Speech Recognition1 Mfcc

Jun 15, 2015


The frame diagram of the speech recognization is as follows.

 frame diagram of the speech recognization

The PRS(pattern recognization system) is divided into three parts, feature extraction, pattern matching, and pattern library reference.

This post is about feature extraction.

What is MFCCs(Mel-frequency cepstral coefficients)?

Please look at the definition from Wiki.

How to extract?

Sampling

Usually the sampling frequency can be 8kHz, or 11kHz, or 16kHz, which must be satisfied Nyquist’s theorem. Then quantization. Here is MATLAB implementation code.

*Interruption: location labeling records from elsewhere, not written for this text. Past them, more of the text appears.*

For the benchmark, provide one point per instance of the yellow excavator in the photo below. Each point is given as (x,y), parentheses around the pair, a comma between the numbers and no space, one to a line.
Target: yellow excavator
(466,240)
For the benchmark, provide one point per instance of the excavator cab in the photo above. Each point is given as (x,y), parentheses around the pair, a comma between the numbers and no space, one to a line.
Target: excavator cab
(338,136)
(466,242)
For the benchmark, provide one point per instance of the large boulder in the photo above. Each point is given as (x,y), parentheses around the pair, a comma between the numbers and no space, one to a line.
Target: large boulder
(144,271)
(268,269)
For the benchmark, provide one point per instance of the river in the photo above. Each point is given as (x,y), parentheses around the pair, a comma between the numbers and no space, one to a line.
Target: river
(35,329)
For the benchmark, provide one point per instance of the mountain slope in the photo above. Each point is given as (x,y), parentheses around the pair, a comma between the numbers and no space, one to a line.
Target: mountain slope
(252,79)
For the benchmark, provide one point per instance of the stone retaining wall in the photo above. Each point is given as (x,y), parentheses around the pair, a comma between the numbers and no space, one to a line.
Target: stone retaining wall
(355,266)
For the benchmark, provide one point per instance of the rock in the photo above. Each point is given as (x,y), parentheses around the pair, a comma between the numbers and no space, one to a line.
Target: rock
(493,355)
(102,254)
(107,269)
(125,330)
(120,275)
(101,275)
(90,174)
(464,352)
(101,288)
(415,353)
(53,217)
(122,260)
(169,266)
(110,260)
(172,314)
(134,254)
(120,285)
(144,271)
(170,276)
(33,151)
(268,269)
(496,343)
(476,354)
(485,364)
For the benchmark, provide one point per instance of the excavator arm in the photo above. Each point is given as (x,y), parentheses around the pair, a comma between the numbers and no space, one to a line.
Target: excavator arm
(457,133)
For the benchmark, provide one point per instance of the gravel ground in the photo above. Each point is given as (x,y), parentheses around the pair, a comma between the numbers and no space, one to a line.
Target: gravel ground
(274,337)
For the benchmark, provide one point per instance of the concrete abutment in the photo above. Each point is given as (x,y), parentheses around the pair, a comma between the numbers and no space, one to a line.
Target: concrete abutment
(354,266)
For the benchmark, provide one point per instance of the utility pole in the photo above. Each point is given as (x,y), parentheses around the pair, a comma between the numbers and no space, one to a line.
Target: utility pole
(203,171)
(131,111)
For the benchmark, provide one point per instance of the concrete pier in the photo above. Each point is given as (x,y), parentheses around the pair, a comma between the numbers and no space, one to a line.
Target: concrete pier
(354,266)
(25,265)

r = audiorecorder(16000,16,1);
record(r);
stop(r);
s = getaudiodata(r,'int16');
Pre-emphasizing

Actually, the speech signal has small amplitude at high frequency. So it need a first order highpass filter(pre-emphasizing filter). The time domain expression of the filter is xp[n]=x[n]-ux[n-1], and the frequency domain expression is H(z)=1-uz-1. Typical value of u=0.95.

float spre[num_of_data-1];
for(int i = 0 ; i < num_of_data-1 ; i ++)
  spre[i] = init_data[i+1] - 0.95*init_data[i];
Framing

Short-time stationary assumption: The speech signal is a kind of typical non-stationary signal, it can be assumed that it’s short-time stationary because the spectrum and physical characteristic of signal does not change significantly within a short time interval(10ms-20ms).

After framing, the signal can be analyzed with the same method with smooth process signal. That’s why it need to framing first.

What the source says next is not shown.